O Grupo de Acção Financeira (GAFI) coloca a Turquia na lista cinzenta. Com isto, o organismo internacional mais importante contra o branqueamento de capitais está a prejudicar o país exactamente na altura errada. As razões são extremamente excitantes – e mostram porque é que o Bitcoin se tornou tão necessário na Turquia.

As organizações internacionais não são médicos. Eles não conhecem o princípio de não prejudicar quando ajudam. Em vez disso, são guiados apenas pelos seus próprios padrões: Estes decidem quando é altura de intervir, determinam como uma intervenção deve ser concebida, e julgam se foi bem sucedida.

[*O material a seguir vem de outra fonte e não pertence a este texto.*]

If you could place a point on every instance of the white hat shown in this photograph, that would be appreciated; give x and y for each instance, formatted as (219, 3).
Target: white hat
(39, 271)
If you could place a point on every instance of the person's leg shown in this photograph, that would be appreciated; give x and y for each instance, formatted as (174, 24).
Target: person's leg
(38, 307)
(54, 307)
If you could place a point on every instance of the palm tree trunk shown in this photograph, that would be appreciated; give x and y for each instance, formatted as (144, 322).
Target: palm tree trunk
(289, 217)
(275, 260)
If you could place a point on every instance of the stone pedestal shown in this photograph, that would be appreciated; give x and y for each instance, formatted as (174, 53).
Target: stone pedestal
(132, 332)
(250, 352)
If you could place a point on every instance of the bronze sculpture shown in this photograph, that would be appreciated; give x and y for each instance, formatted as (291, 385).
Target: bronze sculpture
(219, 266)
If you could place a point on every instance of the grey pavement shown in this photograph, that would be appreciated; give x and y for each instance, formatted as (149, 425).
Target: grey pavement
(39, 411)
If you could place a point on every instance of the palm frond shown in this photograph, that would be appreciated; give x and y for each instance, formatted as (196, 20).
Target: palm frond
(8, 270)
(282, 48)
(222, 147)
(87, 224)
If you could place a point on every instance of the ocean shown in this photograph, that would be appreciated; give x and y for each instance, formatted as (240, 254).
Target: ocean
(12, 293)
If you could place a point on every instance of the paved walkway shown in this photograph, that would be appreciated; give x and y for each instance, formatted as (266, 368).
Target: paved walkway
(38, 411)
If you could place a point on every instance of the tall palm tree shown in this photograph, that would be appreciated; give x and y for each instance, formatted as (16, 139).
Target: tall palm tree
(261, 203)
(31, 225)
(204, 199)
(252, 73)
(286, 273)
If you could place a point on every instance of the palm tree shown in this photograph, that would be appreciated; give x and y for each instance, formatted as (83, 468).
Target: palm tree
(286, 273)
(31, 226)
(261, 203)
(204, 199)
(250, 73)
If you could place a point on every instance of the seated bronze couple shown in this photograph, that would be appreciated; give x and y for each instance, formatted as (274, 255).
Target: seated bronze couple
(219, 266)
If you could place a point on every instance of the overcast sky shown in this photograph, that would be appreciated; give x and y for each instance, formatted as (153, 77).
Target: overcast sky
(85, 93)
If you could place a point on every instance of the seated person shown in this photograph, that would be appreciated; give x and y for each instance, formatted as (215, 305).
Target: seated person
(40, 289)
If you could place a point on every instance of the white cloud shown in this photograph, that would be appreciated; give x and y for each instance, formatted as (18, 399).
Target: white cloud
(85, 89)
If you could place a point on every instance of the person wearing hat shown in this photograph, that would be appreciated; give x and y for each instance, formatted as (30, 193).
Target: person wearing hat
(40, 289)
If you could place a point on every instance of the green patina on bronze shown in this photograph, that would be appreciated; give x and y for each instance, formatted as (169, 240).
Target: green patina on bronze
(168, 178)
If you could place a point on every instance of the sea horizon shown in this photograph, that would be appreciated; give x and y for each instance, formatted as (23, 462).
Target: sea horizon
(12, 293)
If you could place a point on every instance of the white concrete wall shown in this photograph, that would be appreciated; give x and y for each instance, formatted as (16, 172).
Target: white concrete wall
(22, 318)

Deste ponto de vista, o GAFI não teve culpa quando a taxa de câmbio da lira turca mergulhou temporariamente em mais de 5% em poucos dias – após o organismo supranacional contra o branqueamento de capitais ter colocado o país na sua lista cinzenta em 21 de Outubro. Nas notícias sobre a inflação da lira, quase não se lê nada sobre esta decisão do GAFI, mas muito, como sempre, sobre o Presidente Erdogan e a sua política monetária errante.


Aquando conseguir um lugar na lista cinzenta do GAFI é tudo menos uma banalidade. A instituição supranacional irá monitorizar o país mais de perto no futuro, e a Turquia deve apresentar rapidamente um plano de implementação sobre a forma como planeia remediar as deficiências nas medidas contra o branqueamento de capitais e o financiamento do terrorismo. Mais prejudicial ainda, porém, é o facto de as empresas que comerciam com parceiros comerciais turcos estarem agora sujeitas a uma diligência mais minuciosa.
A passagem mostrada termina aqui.